Giliran Direktur Keuangan Diperiksa

Menyangkal Tudingan Ada Penyelewengan

JAMBI – Kasus dugaan korupsi di PDAM Tirta Mayang Jambi terus berlanjut. Sejumlah pejabat teras perusahaan air pemerintah itu mulai diperiksa penyidik Kejaksaan Tinggi (Kejati) Jambi. Seperti kemarin (14/7), Arief Sufianto, Direktur Administrasi dan Keuangan PDAM Tirta Mayang dipanggil. Dia dimintai keterangan terkait adanya dugaan penyelewengan sejumlah dana.
Ditemui usai pemeriksaan di Kejati, Arief menjelaskan, dirinya menyerahkan penyelidikan kasus pada penyidik. Saat ini, lanjutnya, pihaknya sudah menyerahkan sejumlah bukti terkait laporan dugaan penyelewengan. Bukti itu merupakan bantahan atau jawaban dari perusahaan air minum daerah terhadap tudingan-tudingan yang dilancarkan selama ini.

Hanya saja, Arief tidak bersedia membeberkan bukti apa saja yang diserahkan pada penyidik. “Saya sudah serahkan bukti pada penyidik. Bukti itu menyanggah laporan yang diterima oleh pihak kejaksaan. Saat ini saya serahkan agar diteliti lebih lanjut soal kebenarannya,” tegasnya usai menjalani pemeriksaan sekitar pukul 15.30, kemarin.

Selain menyerahkan bukti, Arief juga menyangkal tudingan adanya penyelewengan dalam pemasangan baru di PDAM. Menurut dia, tuduhan itu tidak benar. Bagitu juga soal penyimpangan biaya perawatan meteran, abondemen, serta administrasi, semua dibantahnya. “Itu tidak benar, kita punya penghitungan sendiri. Mungkin kalangan LSM salah persepsi dalam penghitungan itu,” jelasnya.

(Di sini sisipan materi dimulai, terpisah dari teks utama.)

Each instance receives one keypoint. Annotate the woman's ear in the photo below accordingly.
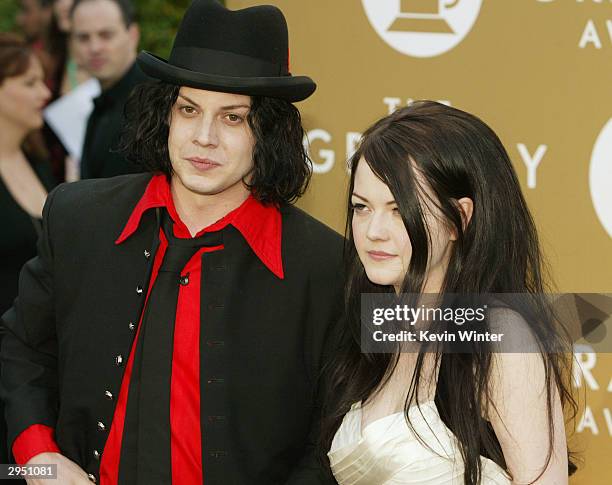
(466, 206)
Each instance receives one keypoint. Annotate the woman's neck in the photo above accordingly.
(11, 138)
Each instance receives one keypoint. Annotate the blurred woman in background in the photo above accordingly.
(25, 177)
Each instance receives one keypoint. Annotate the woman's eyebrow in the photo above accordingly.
(355, 194)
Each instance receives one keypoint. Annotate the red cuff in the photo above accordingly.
(32, 441)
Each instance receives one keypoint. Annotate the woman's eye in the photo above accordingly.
(234, 118)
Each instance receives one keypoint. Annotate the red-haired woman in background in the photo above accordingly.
(24, 180)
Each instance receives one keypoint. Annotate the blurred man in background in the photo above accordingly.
(33, 18)
(106, 38)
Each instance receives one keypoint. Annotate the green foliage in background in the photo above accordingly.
(8, 10)
(158, 20)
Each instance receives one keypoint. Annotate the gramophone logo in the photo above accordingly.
(600, 177)
(422, 28)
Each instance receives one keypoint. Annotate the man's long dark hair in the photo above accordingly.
(497, 252)
(282, 168)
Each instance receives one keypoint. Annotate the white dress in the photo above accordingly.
(387, 452)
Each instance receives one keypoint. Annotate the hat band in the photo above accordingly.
(222, 63)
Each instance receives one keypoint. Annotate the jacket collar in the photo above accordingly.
(260, 225)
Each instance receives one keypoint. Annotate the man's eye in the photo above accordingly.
(188, 110)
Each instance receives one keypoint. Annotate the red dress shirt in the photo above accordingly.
(261, 227)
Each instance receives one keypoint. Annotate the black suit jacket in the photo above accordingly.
(101, 156)
(79, 296)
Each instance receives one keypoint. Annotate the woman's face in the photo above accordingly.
(381, 239)
(23, 97)
(61, 10)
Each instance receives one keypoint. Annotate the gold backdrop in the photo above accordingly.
(538, 71)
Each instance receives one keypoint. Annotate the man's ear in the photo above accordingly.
(466, 207)
(134, 32)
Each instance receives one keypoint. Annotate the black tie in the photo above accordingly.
(145, 448)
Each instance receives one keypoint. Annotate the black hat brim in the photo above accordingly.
(290, 88)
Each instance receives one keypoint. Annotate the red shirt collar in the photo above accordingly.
(259, 225)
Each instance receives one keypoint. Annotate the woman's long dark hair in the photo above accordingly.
(497, 252)
(282, 168)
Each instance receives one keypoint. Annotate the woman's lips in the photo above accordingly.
(380, 255)
(203, 164)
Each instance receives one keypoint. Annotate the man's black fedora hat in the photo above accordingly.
(243, 52)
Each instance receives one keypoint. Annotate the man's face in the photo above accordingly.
(33, 19)
(210, 144)
(102, 41)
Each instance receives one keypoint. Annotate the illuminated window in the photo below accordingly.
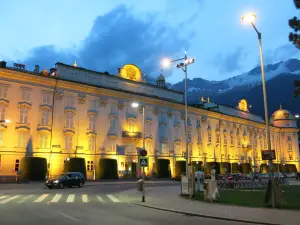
(164, 148)
(68, 142)
(23, 115)
(69, 120)
(3, 92)
(131, 126)
(92, 143)
(148, 129)
(25, 95)
(44, 140)
(2, 112)
(47, 99)
(177, 149)
(1, 137)
(92, 122)
(22, 139)
(45, 118)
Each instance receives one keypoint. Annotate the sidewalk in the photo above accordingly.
(167, 198)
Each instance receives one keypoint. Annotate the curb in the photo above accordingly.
(204, 216)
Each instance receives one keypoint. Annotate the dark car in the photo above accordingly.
(69, 179)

Arief diperiksa sekitar lima sejak 10.00 di ruang penyidik Fitri Zulfahmi. Pemeriksaan berlangsung tertutup hingga pukul 15.30. Dengan mengenakan baju batik cokelat, Arief tampak santai keluar dari ruang pemeriksaan. Adapun dugaan tindak pidana yang dilaporkan, di antaranya pungutan retribusi kebersihan, leges, dan dugaan penggelapan atas Pendapatan Asli Daerah dan Keuangan PDAM.

Sejumlah pihak sudah dimintai keterangan terkait laporan tersebut. Salah satunya adalah Umar, staf PDAM Tirta Mayang Jambi. Penyidik juga sudah mengantongi sejumlah data terkait dugaan penyelewengan retribusi kebersihan, leges, dan dugaan penggelapan atas Pendapatan Asli Daerah dan Keuangan PDAM dari LSM Sembilan Jambi.

Data yang diberikan antara lain foto kopi bukti tanda pembayaran rekening PDAM Tirta Mayang Jambi melalui PT Pos Jambi dari pelanggan, foto kopi tanda bukti pembayaran dana pensiun bersama pegawai PDAM.

Kemudian tanda bukti pembayaran utang dari Departemen Keuangan selama 1997 hingga 2007 senilai Rp 29 miliar yang tidak pernah dianggsur oleh PDAM Tirta Mayang Jambi. Serta data dana bantuan dari Bank Dunia terhadap PDAM Tirta Mayang Jambi senilai Rp 45 miliar pada 1996 yang tidak diketahui penggunaannya, serta bukti lainnya.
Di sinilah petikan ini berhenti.